Some call it the Wolf Moon, which the Farmer’s Almanac attributes to the Algonquins and other American Indians, under the notion that hungry wolves would howl on the outskirts of Native villages in the dead of winter. But such a moniker does not appear anywhere among moon names compiled by Cherokee citizen and lore gatherer Phil Konstantin and posted on the Western Washington University Planetarium website.
Of the 29 tribes listed, not one actually calls January the wolf moon, although the Sioux name is wolves run together moon. The Algonquin, according to the research of Konstantin, who works for NASA and has written extensively about American Indian history and culture, call the January moon squochee kesos, or sun has not strength to thaw—a fitting sentiment in the Northeast, in this week of Arctic-style deep freeze, but nothing to do with wolves.
The moon names tend to mirror latitude somewhat. For instance, to the Haida in Alaska it’s táan kungáay, or bear-hunting moon. The Hopi in southwest Arizona call it paamuya, moon of life at its height. In the Pacific Northwest it’s atalka, meaning stay inside. Moving farther south, the Choctaw word for the January full moon is rv'fo cusee, which means winter’s little brother (as opposed to December’s moon, rvfo-rakko—big winter).

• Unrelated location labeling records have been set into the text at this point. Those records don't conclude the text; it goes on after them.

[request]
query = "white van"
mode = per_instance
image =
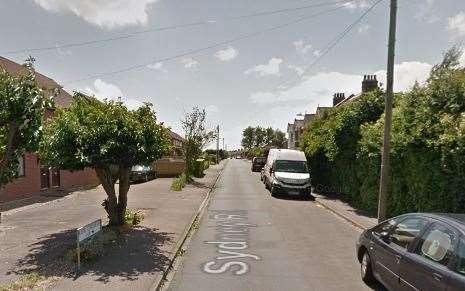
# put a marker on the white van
(286, 172)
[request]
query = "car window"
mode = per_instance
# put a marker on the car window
(405, 232)
(461, 257)
(385, 226)
(437, 244)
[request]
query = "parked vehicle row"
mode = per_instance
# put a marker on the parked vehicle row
(415, 252)
(285, 172)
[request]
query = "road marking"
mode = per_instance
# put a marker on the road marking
(232, 242)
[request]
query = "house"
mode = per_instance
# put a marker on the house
(174, 163)
(35, 179)
(296, 129)
(369, 83)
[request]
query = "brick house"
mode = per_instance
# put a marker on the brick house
(35, 179)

Whatever its name, this second moon after the winter solstice (the first was December 28) turns full on Saturday night at exactly 11:38 p.m. Eastern Standard Time, and it will soar high in Turtle Island's skies, much like the summer sun. This is because, according to EarthSky.org, the moon is directly opposite the sun, which is busy elongating the slow summer days in the Southern Hemisphere.

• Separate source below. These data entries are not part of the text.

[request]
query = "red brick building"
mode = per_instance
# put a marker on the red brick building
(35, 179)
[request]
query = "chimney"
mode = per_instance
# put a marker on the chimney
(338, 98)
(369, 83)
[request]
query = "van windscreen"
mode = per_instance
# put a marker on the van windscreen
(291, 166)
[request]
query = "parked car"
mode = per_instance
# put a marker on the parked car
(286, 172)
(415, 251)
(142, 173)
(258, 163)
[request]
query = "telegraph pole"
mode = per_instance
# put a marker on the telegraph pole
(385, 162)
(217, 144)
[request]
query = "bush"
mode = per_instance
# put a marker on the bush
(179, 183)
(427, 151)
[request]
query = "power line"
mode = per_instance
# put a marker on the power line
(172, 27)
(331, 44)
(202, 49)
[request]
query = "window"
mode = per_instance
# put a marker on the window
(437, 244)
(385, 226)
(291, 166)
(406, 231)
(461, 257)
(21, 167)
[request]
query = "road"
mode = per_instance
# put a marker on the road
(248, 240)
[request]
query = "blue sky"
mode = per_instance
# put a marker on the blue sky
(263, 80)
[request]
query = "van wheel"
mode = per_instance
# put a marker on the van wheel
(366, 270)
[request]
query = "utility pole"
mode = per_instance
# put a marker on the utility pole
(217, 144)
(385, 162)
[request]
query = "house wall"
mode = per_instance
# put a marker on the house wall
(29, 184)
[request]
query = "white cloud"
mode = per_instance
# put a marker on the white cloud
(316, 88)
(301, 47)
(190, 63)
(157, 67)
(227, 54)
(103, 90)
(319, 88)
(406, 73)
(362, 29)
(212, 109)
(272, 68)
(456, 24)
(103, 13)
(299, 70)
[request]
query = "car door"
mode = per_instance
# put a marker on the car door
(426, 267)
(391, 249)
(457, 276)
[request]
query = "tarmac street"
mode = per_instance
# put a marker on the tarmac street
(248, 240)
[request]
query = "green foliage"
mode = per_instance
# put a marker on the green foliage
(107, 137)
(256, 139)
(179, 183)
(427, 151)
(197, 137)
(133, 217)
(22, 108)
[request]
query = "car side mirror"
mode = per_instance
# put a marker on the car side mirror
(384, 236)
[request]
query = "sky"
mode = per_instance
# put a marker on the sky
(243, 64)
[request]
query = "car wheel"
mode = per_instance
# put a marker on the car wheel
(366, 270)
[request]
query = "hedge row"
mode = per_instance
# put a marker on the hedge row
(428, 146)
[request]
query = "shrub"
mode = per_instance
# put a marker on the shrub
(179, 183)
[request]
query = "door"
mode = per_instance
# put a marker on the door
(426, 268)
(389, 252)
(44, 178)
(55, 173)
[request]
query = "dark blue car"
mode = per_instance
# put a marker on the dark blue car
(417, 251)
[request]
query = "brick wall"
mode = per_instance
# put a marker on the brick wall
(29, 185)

“The full moon lies opposite the sun, mirroring the sun’s place in front of the backdrop stars for six months hence,” EarthSky.org says. “And that’s why tonight’s moon—like the July sun—will follow a high path across the sky as seen from the northern part of the globe, and a low path as seen from the southern. This January full moon rises north of due east around sunset, climbs highest in the sky around midnight and sets north of due west around sunrise. Watch the full moon shine from sundown to sunup tonight.”